Your job as a copywriter is to translate features into benefits. Features are facts about a product, while benefits explain what’s in it for customers.

Always ask your clients why a customer should care about a feature. How does it make their life better? What problems does it take away?

4. Keep your web copy concise

Long sentences and long paragraphs make your web copy drab. They’re not inviting. They wear your readers down.
How can you be more concise? And keep web visitors reading on?

  • Make your copy easy to scan by using straightforward headlines and subheads.
  • Don’t be overly clever. Instead, use simple terms to get your message across.
  • Use bullet points. Because they’re easy to scan.
  • Avoid copy sagging under adjective sludge. Highlight all adjectives in your draft copy, and remove as many as you can.

Word count doesn’t indicate the value of your copy.

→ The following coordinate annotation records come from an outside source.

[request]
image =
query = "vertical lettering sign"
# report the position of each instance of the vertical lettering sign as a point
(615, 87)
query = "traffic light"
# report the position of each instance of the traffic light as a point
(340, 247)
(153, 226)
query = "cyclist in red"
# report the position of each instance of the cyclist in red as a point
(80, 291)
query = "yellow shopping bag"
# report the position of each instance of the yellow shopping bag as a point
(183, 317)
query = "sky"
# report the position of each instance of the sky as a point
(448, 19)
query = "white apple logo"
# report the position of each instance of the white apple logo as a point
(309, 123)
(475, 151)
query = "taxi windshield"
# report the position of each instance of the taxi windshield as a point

In contrast, your writing is most valuable when you communicate a clear message concisely.

5. Be compelling

What’s the purpose of each web page?

What would you like your reader to do next?

Should readers pick up the phone to call your client? Or should they sign up to an email list? Or buy straightaway?

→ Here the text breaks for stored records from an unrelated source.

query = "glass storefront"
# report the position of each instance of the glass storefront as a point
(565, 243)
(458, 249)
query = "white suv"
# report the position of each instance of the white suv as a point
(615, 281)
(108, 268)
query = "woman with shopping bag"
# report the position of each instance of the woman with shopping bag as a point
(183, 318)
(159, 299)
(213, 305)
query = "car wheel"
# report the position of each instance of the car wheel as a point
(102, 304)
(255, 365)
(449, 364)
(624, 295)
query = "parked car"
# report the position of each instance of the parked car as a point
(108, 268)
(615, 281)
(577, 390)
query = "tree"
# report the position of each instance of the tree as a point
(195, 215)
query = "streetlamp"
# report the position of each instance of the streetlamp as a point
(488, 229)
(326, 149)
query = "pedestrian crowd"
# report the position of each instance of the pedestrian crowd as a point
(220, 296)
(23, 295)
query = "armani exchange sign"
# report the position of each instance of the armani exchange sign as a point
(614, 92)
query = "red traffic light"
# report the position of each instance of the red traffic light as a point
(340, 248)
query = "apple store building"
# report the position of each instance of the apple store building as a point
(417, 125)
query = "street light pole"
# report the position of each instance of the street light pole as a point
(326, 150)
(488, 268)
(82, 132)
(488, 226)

Understand your client’s sales funnel, and how the website (and your copy!) should contribute to sales. Agree on website objectives and a call-to-action for each page.

Make your calls-to-action crystal-clear, and conversions will go up, making your client happy.

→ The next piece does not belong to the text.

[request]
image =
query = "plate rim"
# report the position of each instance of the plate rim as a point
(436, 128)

The Truth About Your Client’s Copy

To write persuasive copy, you have to become a super salesman, a supreme marketer and an excellent psychologist.

Get to know your client’s business at least as well as your client does.

Sneak into the head of their ideal customer. Tap into their desires and dreams; and take away their objections to buying from your client.

That’s how you write persuasive copy. And that’s how you make your client deliriously happy.

And happy clients means more business for you, and more referrals and higher fees.

About the author

Henneke Duistermaat is an irreverent copywriter and marketer. She’s on a mission to stamp out gobbledygook and to make boring business blogs sparkle. Get her free 16-Part Snackable Writing Course for Busy People and learn how to enchant your readers and win more business.

5 replies
  1. Geraldine says:

    Re. your comment “Highlight all adjectives in your draft copy, and remove as many as you can.”

    I’ve heard similar advice before for adverbs, not adjectives, plus this seems to conflict with Heather’s advice in the “How to write sales copy that turns your readers on” video/post which advocates the use of sensory/textural adjectives.

    Interested to hear your thoughts…

  2. Henneke says:

    Sensory and emotional adjectives are indeed good because they help your reader visualize something or feel something.

    But an overdose of adjectives slows your reader down, so be careful with how many you use. Especially before a noun, limit the number of adjectives to one.

    Rather than talk about “a hot, humid, and sunny day”, write “a hot day,” as that gives enough information to your reader.

    I’m not at all suggesting you remove all your adjectives, just be sure that the ones you use add value.

  3. Soumya Roy says:

    I agree with Henneke. Using many adjectives can sound very promotional or manipulative at times and users may abandon the page.

    Focusing on targeted audience’s pain points and needs should be the primary look-up.

    Having a good content structure with paragraphs, short sentences and bullet points make it more readable and build the engagements.

    Ultimately content is created to make the product/service awareness, user engagements and sales conversions so a strong call to action is very important and most of the cases it should be on top-fold of websites.